Let's run an experiment with 100 runs in a $20 \times 20$ arena.  

In [47]:
hunter_1 = simple_randomized_hunter_agent_function
hunter_2 = simple_randomized_hunter_agent_function

steps = [arena_environment(hunter_1, 
                           hunter_2, 
                           monster_agent_function_simple, 
                           n=20, max_steps=100, visualize=False) for _ in range(100)] 
print(steps)

[('2', 16), ('M', nan), ('M', nan), ('M', nan), ('M', nan), ('M', nan), ('M', nan), ('M', nan), ('M', nan), ('2', 11), ('M', nan), ('M', nan), ('M', nan), ('M', nan), ('M', nan), ('M', nan), ('1', 3), ('M', nan), ('2', 49), ('2', 94), ('2', 53), ('1', 19), ('1', 31), ('1', 91), ('M', nan), ('2', 8), ('M', nan), ('M', nan), ('1', 33), ('M', nan), ('M', nan), ('M', nan), ('1', 47), ('M', nan), ('M', nan), ('M', nan), ('1', 71), ('2', 33), ('M', nan), ('M', nan), ('M', nan), ('M', nan), ('M', nan), ('M', nan), ('M', nan), ('1', 81), ('M', nan), ('M', nan), ('1', 7), ('M', nan), ('M', nan), ('2', 5), ('2', 57), ('M', nan), ('M', nan), ('M', nan), ('M', nan), ('M', nan), ('M', nan), ('1', 19), ('M', nan), ('M', nan), ('2', 1), ('M', nan), ('M', nan), ('M', nan), ('M', nan), ('2', 37), ('1', 69), ('M', nan), ('M', nan), ('M', nan), ('2', 80), ('2', 49), ('M', nan), ('M', nan), ('M', nan), ('M', nan), ('2', 86), ('M', nan), ('M', nan), ('M', nan), ('M', nan), ('M', nan), ('M', nan), ('M', nan

We just got a list with who one and the number of steps to catch the monster for 100 simulation runs.
Let's analysis the results by counting who won how often.

In [48]:
steps = np.array(steps)

print (f"Hunter 1 won: {np.sum(steps[:,0] == "1")}")
print (f"Hunter 2 won: {np.sum(steps[:,0] == "2")}")
print (f"Monster 1 won: {np.sum(steps[:,0] == "M")}")       


Hunter 1 won: 17
Hunter 2 won: 19
Monster 1 won: 64


The random agent in not a very good hunter. You need to implement a better agent function.
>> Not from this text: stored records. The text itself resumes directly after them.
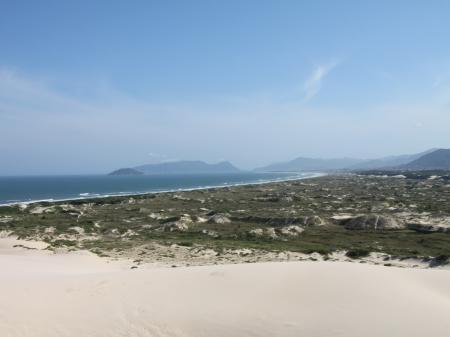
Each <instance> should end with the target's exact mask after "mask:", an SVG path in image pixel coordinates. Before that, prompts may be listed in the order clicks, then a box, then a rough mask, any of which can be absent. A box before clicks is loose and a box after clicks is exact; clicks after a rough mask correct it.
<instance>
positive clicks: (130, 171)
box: [109, 167, 144, 176]
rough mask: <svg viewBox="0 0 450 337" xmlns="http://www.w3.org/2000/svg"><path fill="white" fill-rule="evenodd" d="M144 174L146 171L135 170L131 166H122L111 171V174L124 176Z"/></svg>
mask: <svg viewBox="0 0 450 337" xmlns="http://www.w3.org/2000/svg"><path fill="white" fill-rule="evenodd" d="M142 174H144V172H141V171H138V170H135V169H133V168H129V167H127V168H121V169H118V170H115V171H113V172H111V173H109V175H110V176H124V175H127V176H138V175H142Z"/></svg>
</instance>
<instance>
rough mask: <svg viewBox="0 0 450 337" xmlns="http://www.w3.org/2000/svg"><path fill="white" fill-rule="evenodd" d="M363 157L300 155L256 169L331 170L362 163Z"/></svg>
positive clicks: (303, 170)
mask: <svg viewBox="0 0 450 337" xmlns="http://www.w3.org/2000/svg"><path fill="white" fill-rule="evenodd" d="M361 162H362V160H361V159H354V158H336V159H320V158H306V157H299V158H295V159H294V160H290V161H286V162H281V163H275V164H271V165H268V166H264V167H259V168H257V169H255V171H257V172H296V171H329V170H342V169H345V168H347V167H351V166H353V165H356V164H359V163H361Z"/></svg>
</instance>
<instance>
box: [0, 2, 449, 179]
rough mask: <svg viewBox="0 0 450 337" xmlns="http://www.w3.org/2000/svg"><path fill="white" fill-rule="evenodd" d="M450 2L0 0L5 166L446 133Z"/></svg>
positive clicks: (298, 152) (360, 148)
mask: <svg viewBox="0 0 450 337" xmlns="http://www.w3.org/2000/svg"><path fill="white" fill-rule="evenodd" d="M449 36H450V2H448V1H331V0H330V1H308V2H307V1H76V2H75V1H73V2H68V1H39V2H38V1H5V0H0V158H1V159H0V174H5V175H11V174H54V173H60V174H67V173H102V172H108V171H110V170H111V169H115V168H117V167H123V166H133V165H138V164H143V163H149V162H158V161H165V160H175V159H203V160H206V161H209V162H215V161H218V160H223V159H227V160H230V161H232V162H233V163H235V164H236V165H238V166H240V167H243V168H251V167H256V166H260V165H264V164H266V163H269V162H274V161H280V160H287V159H291V158H294V157H297V156H313V157H343V156H346V157H363V158H371V157H378V156H384V155H391V154H400V153H413V152H419V151H423V150H425V149H428V148H431V147H450V132H449V126H450V107H449V104H450V44H449V43H448V41H449V38H448V37H449Z"/></svg>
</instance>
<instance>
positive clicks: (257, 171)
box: [255, 149, 450, 172]
mask: <svg viewBox="0 0 450 337" xmlns="http://www.w3.org/2000/svg"><path fill="white" fill-rule="evenodd" d="M372 169H393V170H396V169H416V170H429V169H430V170H431V169H436V170H447V169H450V150H444V149H439V150H437V149H430V150H427V151H424V152H420V153H416V154H406V155H399V156H389V157H383V158H379V159H370V160H367V159H366V160H365V159H355V158H340V159H317V158H305V157H299V158H296V159H294V160H291V161H286V162H281V163H274V164H271V165H268V166H264V167H260V168H257V169H255V171H257V172H275V171H282V172H283V171H284V172H287V171H320V170H323V171H334V170H372Z"/></svg>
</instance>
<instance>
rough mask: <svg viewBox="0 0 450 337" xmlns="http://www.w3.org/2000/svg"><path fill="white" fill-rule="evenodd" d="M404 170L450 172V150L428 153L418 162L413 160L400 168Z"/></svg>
mask: <svg viewBox="0 0 450 337" xmlns="http://www.w3.org/2000/svg"><path fill="white" fill-rule="evenodd" d="M399 168H400V169H404V170H419V171H421V170H449V169H450V149H439V150H436V151H433V152H430V153H427V154H425V155H423V156H421V157H420V158H417V159H416V160H413V161H411V162H409V163H407V164H405V165H402V166H400V167H399Z"/></svg>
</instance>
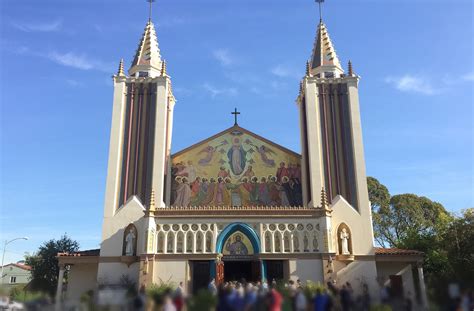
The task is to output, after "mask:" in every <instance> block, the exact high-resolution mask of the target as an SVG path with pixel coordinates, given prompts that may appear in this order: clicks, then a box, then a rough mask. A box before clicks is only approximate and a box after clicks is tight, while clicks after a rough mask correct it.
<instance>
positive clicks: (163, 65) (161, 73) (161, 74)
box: [161, 60, 167, 76]
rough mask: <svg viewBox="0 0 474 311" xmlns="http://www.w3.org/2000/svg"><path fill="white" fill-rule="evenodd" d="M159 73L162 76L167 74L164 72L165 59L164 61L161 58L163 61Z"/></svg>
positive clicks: (165, 67)
mask: <svg viewBox="0 0 474 311" xmlns="http://www.w3.org/2000/svg"><path fill="white" fill-rule="evenodd" d="M161 75H162V76H166V75H167V74H166V61H165V60H163V61H162V62H161Z"/></svg>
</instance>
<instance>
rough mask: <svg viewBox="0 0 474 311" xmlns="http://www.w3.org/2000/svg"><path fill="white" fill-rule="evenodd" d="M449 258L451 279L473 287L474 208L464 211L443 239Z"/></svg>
mask: <svg viewBox="0 0 474 311" xmlns="http://www.w3.org/2000/svg"><path fill="white" fill-rule="evenodd" d="M443 248H444V249H445V250H446V251H447V255H448V258H449V263H450V268H449V272H450V274H451V279H452V280H456V281H458V282H460V283H461V285H466V286H468V285H470V286H472V285H473V280H474V208H469V209H467V210H464V211H463V214H462V216H461V217H456V218H454V220H453V221H452V222H451V223H450V225H449V227H448V229H447V230H446V233H445V235H444V239H443Z"/></svg>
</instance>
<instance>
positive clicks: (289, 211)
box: [58, 20, 426, 303]
mask: <svg viewBox="0 0 474 311" xmlns="http://www.w3.org/2000/svg"><path fill="white" fill-rule="evenodd" d="M113 80H114V97H113V115H112V129H111V137H110V151H109V160H108V173H107V186H106V191H105V206H104V220H103V229H102V243H101V248H100V250H95V251H94V250H92V251H86V252H79V253H76V254H60V256H59V262H60V265H61V275H62V273H64V268H65V267H66V266H68V267H70V272H69V283H68V286H67V291H65V292H64V293H63V289H62V284H59V287H58V293H59V296H58V297H60V296H61V295H62V296H63V297H64V299H67V300H76V301H77V300H78V299H79V297H80V296H81V295H82V294H83V293H84V292H85V291H87V290H90V289H92V290H98V288H99V287H100V286H105V285H109V286H116V285H119V284H120V279H121V278H122V277H123V276H128V277H129V278H130V279H132V280H134V281H135V282H136V284H137V286H138V287H140V286H142V285H143V286H149V285H150V284H152V283H159V282H160V280H163V281H167V280H171V281H173V282H175V283H178V282H181V281H182V282H184V284H185V286H186V288H187V289H188V290H189V291H191V292H192V291H195V290H196V289H198V288H201V287H203V286H206V284H207V283H208V281H209V279H210V278H213V277H215V278H216V279H217V281H218V282H220V281H223V280H231V279H240V278H246V279H247V280H252V281H257V280H263V279H267V280H272V279H284V280H288V279H293V280H297V279H300V280H301V281H303V282H304V281H306V280H311V281H314V282H322V283H327V282H333V283H335V284H344V283H345V282H351V284H352V286H353V288H354V289H355V291H356V293H357V292H359V293H360V292H361V291H362V287H363V285H364V284H365V285H367V286H368V289H369V291H370V292H371V294H372V297H378V293H379V291H380V287H381V286H383V285H384V284H386V283H387V282H389V281H391V283H392V286H393V288H394V289H395V291H397V290H399V291H400V294H402V291H405V294H408V292H410V293H411V294H412V295H414V294H415V293H418V296H419V300H420V301H421V302H422V303H426V295H425V290H424V283H423V275H422V268H421V265H420V264H421V262H422V259H423V258H422V254H421V253H419V252H416V251H407V250H398V249H379V248H376V247H374V239H373V230H372V220H371V208H370V202H369V198H368V192H367V182H366V173H365V160H364V148H363V142H362V129H361V122H360V112H359V97H358V87H359V77H358V76H357V75H356V74H355V73H354V71H353V70H352V66H351V64H350V63H349V66H348V70H347V72H345V71H344V69H343V67H342V65H341V64H340V62H339V59H338V56H337V54H336V51H335V49H334V46H333V43H332V41H331V39H330V37H329V34H328V31H327V28H326V26H325V24H324V23H323V22H322V21H320V23H319V25H318V29H317V35H316V41H315V42H314V45H313V51H312V55H311V58H310V60H309V61H308V63H307V70H306V75H305V76H304V77H303V78H302V80H301V86H300V90H299V94H298V96H297V100H296V102H297V109H299V112H300V119H299V127H300V129H301V136H300V139H301V146H302V150H301V153H296V152H293V151H291V150H288V149H286V148H284V147H282V146H279V145H278V144H276V143H273V142H271V141H268V140H266V139H265V138H263V137H260V136H258V135H257V134H255V133H252V132H250V131H248V130H246V129H244V128H242V127H240V126H239V125H238V124H237V119H236V123H235V125H234V126H232V127H230V128H228V129H226V130H224V131H222V132H219V133H218V134H216V135H214V136H212V137H210V138H207V139H205V140H203V141H201V142H198V143H197V144H195V145H193V146H191V147H189V148H186V149H185V150H182V151H179V152H177V153H174V154H173V153H172V152H171V148H170V146H171V139H172V129H173V108H174V105H175V97H174V95H173V91H172V87H171V78H170V76H169V75H168V74H167V72H166V63H165V61H164V60H163V59H162V57H161V54H160V49H159V48H158V41H157V37H156V33H155V27H154V25H153V23H152V22H151V20H150V21H148V23H147V24H146V27H145V30H144V33H143V35H142V37H141V40H140V43H139V46H138V50H137V51H136V54H135V58H134V60H133V63H132V66H131V67H130V69H129V70H128V74H126V73H125V72H124V68H123V61H121V62H120V66H119V70H118V73H117V74H116V75H115V76H114V78H113ZM295 91H296V90H295ZM289 104H290V103H289ZM183 105H186V103H183ZM189 109H193V106H191V105H190V106H189ZM262 126H265V123H264V122H263V123H262ZM294 126H298V124H297V122H295V124H294ZM221 255H222V256H221ZM417 268H418V270H417ZM414 273H415V274H418V280H419V282H414ZM60 279H61V278H60ZM402 285H403V286H402Z"/></svg>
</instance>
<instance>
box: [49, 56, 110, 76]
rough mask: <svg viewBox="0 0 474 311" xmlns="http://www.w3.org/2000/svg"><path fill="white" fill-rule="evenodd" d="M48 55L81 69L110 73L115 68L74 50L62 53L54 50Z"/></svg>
mask: <svg viewBox="0 0 474 311" xmlns="http://www.w3.org/2000/svg"><path fill="white" fill-rule="evenodd" d="M46 57H47V58H48V59H50V60H51V61H53V62H55V63H57V64H60V65H63V66H66V67H72V68H76V69H81V70H99V71H104V72H110V73H111V72H113V70H114V69H113V65H112V64H107V63H104V62H103V61H100V60H97V59H93V58H91V57H88V56H86V55H84V54H76V53H74V52H66V53H60V52H57V51H53V52H50V53H49V54H47V55H46Z"/></svg>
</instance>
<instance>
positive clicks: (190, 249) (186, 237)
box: [186, 232, 193, 253]
mask: <svg viewBox="0 0 474 311" xmlns="http://www.w3.org/2000/svg"><path fill="white" fill-rule="evenodd" d="M192 252H193V233H192V232H188V233H187V234H186V253H192Z"/></svg>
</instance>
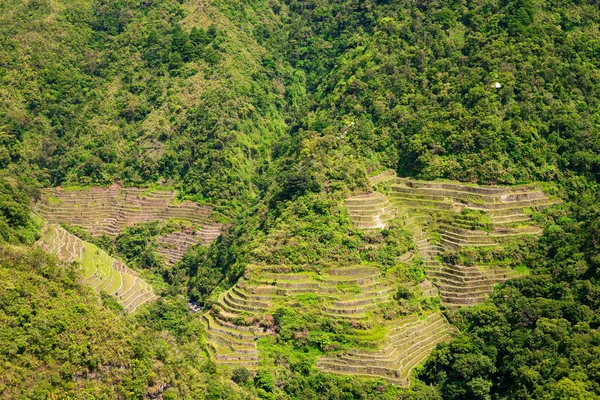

# Your Agent Implementation [4 points]

Write a new hunter agent function that chases the monster. Copy the simple randomized hunter function from above and modify it using rules based on the monster's and the hunter's location. Let your hunter compete with the random agent. You can also come up with several different agents and let them compete against each other.

In [49]:
# here goes your agent implementation

# Your Experiments [2 points]

Copy the simulation code from above and run experiments with your agent. 
Experiment with larger arenas of at least size $30 \times 30$.

In [50]:
# Your experimentation code goes here

## Your Conclusion [4 points] 

Discuss the following:

* What is your hunter's final strategy to choose actions. Why does it work well?
* Do you use teleportation. Why and in what situation? Why not?
* How does the arena size affects your hunter agent's performance?

> Your discussion goes here

The monster is also an agent. Describe how the monster's agent function could be changed so it gets better at avoiding the hunter.

> Your discussion goes here

# More Work (optional)

* Improve the monster agent so it tries to run away from the hunters. Don;t make the monster too fast or the hunters will never be able to catch it.
* How could the two hunter agents work together? You need to think about information sharing. This can be implemented by the two agent functions sharing a single Python class or the environment could be expanded by an action "shout" that lets the other agent perceive a message.